Fine-grained locking is hard, but "tar pit" is unfair and honestly a bad attitude. It's crucial for modern applications, and it can be done if you're careful, and it can be done really well.

We (Tokutek) tried for a long time to get by with a big monolithic lock, and a) competing with InnoDB was really hard since they do concurrent writers really really well, and b) when we did decide to break up the lock, it wasn't as hard as we thought it would be and it worked really really well.

Don't get discouraged, break up that lock!

In our own workloads, writers are always going after the same pages in their index updates, which inevitably led to deadlocks in BerkeleyDB. As a result, we get much higher throughput with fully serialized writers than with "concurrent" writers. A microbench might show greater concurrency on simple write tasks, but in a real live system with elaborate schema, there's no payoff for us.

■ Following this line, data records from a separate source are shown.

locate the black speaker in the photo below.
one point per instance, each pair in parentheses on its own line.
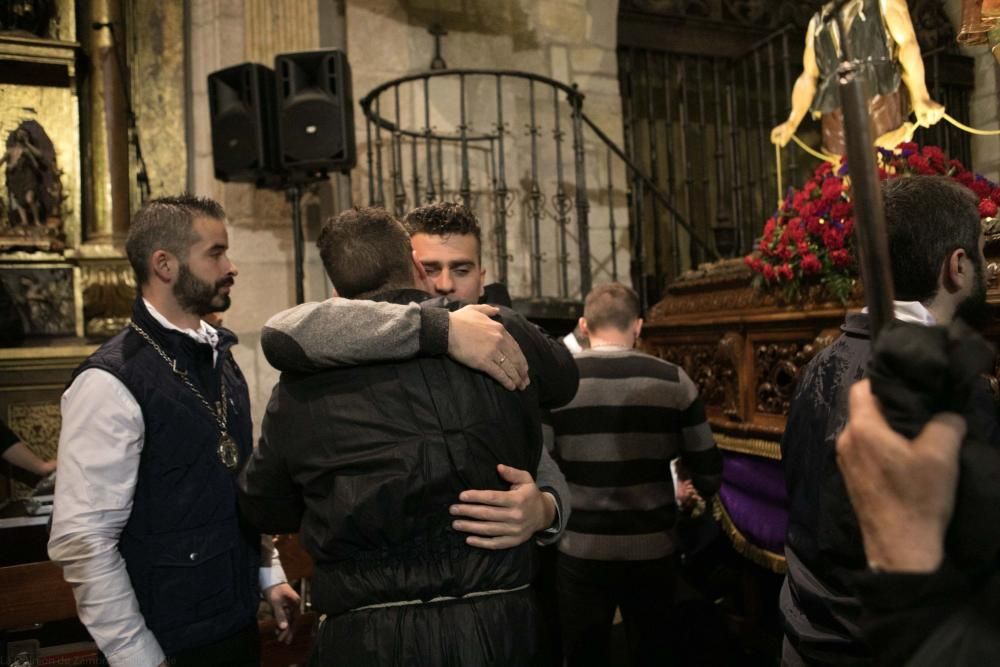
(241,104)
(315,112)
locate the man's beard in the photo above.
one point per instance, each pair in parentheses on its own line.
(199,297)
(974,311)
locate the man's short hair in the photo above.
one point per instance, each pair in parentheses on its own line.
(928,218)
(443,219)
(364,250)
(612,305)
(166,223)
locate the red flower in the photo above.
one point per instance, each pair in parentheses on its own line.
(933,152)
(840,258)
(833,238)
(987,208)
(832,189)
(921,164)
(982,188)
(841,210)
(810,264)
(795,230)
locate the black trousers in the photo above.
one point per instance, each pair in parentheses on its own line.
(239,650)
(589,592)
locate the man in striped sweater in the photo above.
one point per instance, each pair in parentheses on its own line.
(614,441)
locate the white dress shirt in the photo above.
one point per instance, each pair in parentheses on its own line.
(910,311)
(99,449)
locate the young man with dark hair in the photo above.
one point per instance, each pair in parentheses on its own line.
(155,425)
(935,245)
(447,242)
(614,441)
(368,460)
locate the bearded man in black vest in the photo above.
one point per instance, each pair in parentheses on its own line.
(156,424)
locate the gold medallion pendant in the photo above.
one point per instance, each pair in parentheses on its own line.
(228,452)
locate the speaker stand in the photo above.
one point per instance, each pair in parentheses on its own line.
(294,196)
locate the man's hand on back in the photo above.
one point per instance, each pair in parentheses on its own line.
(903,491)
(504,519)
(478,342)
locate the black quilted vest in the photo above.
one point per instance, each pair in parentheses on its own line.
(192,564)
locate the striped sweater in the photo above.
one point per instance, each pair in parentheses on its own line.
(632,415)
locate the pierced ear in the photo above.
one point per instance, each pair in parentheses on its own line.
(956,273)
(163,265)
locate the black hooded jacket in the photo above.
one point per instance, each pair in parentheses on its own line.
(368,459)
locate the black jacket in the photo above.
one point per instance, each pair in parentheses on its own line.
(368,459)
(819,604)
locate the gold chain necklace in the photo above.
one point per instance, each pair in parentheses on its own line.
(227,450)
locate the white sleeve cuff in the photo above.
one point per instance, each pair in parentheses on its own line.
(145,650)
(272,576)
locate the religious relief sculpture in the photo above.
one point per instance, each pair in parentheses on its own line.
(42,298)
(881,35)
(32,214)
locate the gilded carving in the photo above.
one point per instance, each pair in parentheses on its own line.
(33,214)
(108,292)
(777,366)
(711,367)
(38,425)
(43,298)
(40,188)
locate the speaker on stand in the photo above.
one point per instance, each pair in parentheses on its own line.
(284,128)
(244,136)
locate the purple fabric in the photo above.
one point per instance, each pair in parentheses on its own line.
(753,493)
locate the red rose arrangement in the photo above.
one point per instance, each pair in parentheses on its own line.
(809,240)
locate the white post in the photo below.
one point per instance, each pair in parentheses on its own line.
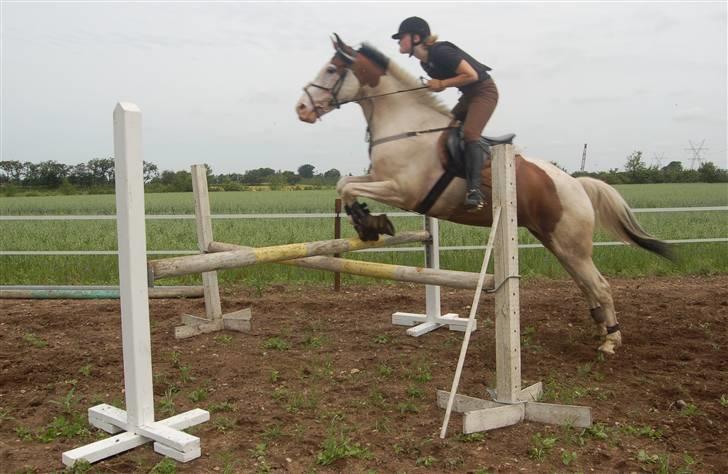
(433,318)
(136,424)
(132,264)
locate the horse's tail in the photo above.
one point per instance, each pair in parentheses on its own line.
(614,215)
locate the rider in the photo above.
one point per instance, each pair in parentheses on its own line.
(449,66)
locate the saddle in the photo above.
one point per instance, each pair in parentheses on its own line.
(454,163)
(455,149)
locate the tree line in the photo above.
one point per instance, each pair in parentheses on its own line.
(97,176)
(636,171)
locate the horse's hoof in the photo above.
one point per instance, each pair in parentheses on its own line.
(388,227)
(611,342)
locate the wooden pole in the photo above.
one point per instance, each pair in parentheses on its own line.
(337,235)
(471,320)
(507,317)
(426,276)
(250,256)
(213,306)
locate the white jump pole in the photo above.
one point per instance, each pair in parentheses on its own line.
(433,318)
(136,425)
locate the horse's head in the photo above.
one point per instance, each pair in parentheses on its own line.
(338,82)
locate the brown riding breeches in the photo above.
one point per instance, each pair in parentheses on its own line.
(475,107)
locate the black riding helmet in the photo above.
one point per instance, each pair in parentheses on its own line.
(414,25)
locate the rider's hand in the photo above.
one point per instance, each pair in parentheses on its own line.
(435,85)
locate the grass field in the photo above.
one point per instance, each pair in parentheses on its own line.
(180,234)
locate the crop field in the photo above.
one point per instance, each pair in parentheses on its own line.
(696,258)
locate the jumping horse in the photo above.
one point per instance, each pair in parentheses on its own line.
(413,148)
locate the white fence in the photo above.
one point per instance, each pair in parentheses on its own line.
(310,216)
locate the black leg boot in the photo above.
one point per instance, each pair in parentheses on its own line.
(474,160)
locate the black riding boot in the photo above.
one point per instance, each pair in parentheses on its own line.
(474,159)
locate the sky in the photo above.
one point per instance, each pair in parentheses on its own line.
(217,82)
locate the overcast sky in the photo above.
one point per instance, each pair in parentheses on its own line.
(217,83)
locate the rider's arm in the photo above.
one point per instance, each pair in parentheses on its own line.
(465,75)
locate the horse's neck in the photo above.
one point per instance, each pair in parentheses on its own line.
(398,113)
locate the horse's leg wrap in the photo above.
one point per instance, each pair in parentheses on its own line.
(598,314)
(367,226)
(612,340)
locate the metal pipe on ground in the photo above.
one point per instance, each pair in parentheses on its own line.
(422,275)
(72,292)
(186,265)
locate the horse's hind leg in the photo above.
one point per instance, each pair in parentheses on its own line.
(598,293)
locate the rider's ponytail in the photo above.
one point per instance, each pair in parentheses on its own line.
(429,41)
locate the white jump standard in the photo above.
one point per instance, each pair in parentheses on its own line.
(135,426)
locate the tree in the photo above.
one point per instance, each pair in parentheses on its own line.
(13,169)
(635,167)
(102,170)
(151,172)
(258,176)
(332,173)
(709,173)
(306,171)
(51,173)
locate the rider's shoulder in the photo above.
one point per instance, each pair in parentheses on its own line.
(443,48)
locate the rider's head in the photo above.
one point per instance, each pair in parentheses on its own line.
(413,31)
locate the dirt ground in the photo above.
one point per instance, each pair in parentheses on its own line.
(325,383)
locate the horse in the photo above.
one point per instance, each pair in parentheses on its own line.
(408,128)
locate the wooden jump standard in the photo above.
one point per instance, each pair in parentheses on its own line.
(511,404)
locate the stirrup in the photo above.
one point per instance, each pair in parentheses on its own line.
(471,205)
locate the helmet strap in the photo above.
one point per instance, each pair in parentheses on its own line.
(413,44)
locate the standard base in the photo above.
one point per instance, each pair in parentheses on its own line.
(168,438)
(194,325)
(485,415)
(424,324)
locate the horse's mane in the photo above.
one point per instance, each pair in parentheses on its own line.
(407,80)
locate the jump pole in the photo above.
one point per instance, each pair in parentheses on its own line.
(421,275)
(511,404)
(135,426)
(431,275)
(433,318)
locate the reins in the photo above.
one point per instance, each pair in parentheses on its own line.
(381,95)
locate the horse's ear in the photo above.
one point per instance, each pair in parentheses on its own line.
(342,49)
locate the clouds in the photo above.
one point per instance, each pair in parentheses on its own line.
(218,82)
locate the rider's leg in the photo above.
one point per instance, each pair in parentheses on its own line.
(481,100)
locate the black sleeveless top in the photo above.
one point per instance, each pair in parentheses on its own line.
(444,58)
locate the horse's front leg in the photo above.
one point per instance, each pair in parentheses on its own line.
(344,180)
(369,226)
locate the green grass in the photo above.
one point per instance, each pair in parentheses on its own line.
(181,235)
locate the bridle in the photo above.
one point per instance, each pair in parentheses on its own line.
(333,90)
(336,88)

As always, you have to profile your workload and see where the delays and bottlenecks really are. Taking a single mutex instead of continuously locking/unlocking all over the place was a win for us.

Is this the reason for your observation that LMDB is oriented towards read workloads?

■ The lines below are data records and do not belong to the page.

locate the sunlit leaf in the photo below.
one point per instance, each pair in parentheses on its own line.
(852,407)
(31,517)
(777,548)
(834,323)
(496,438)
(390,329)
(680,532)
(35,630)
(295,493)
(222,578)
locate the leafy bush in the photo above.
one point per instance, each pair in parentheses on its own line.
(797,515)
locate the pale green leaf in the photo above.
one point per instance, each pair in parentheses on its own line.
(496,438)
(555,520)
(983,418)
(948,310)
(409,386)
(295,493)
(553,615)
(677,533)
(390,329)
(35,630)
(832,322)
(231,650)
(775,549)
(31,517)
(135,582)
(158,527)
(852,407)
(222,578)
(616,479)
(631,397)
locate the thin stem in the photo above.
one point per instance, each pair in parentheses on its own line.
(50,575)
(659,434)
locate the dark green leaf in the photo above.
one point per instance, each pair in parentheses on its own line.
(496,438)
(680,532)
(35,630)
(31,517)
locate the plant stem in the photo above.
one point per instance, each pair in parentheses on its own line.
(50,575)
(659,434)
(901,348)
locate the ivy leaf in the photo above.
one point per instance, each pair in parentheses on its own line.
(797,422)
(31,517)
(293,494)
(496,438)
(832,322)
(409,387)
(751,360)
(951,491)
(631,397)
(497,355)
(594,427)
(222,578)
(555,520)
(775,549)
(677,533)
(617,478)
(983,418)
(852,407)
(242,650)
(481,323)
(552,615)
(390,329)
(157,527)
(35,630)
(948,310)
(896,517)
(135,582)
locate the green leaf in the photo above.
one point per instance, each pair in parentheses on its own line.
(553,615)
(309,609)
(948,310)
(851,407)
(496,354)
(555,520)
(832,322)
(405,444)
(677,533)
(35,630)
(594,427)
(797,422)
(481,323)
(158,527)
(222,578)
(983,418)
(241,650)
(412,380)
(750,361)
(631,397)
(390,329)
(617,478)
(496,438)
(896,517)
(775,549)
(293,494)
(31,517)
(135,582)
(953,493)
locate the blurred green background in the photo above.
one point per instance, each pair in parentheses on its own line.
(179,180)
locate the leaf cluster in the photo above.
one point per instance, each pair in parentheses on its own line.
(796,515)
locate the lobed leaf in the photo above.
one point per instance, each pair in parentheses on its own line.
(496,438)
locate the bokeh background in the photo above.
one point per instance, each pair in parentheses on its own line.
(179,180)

I can see how the extra code locking/concurrency code would expand the library size out of the CPU cache, though.

Yes, since readers don't require any locks at all and don't issue any blocking calls of any kind - syscalls, malloc, whatever - they run completely unimpeded. The moment you introduce fine-grained locks of any kind the overall performance (reads and writes) will decrease by at least an order of magnitude because readers will have to deal with lock contention.
Makes sense.

Most impressive about LMDB to me is the zero-copy model for readers, with is no extra memcpy needed, maybe that is something obvious for database gurus but it is pretty clever trick I think.

It's pretty significant, yes. Eliminating multiple copies of everything got us a 4:1 reduction in memory footprint in OpenLDAP slapd (compared to our BerkeleyDB-based backend). This is another reason we don't spend too much time worrying about data compression and I/O bound workloads - when you've essentially expanded your available space by a factor of 4, you get the same benefits of compression, without wasting any of the memory or CPU time. And when you can fit a 4x larger working set into your space, you find that you need a lot less actual I/Os.
If I can pluck your brain for a little, do you think LMDB would be a good option as a back end for time series analysis?
I'm sorry, I'm not familiar enough with the workload to answer that. If you're primarily doing sequential writes, it seems like it could work well for it.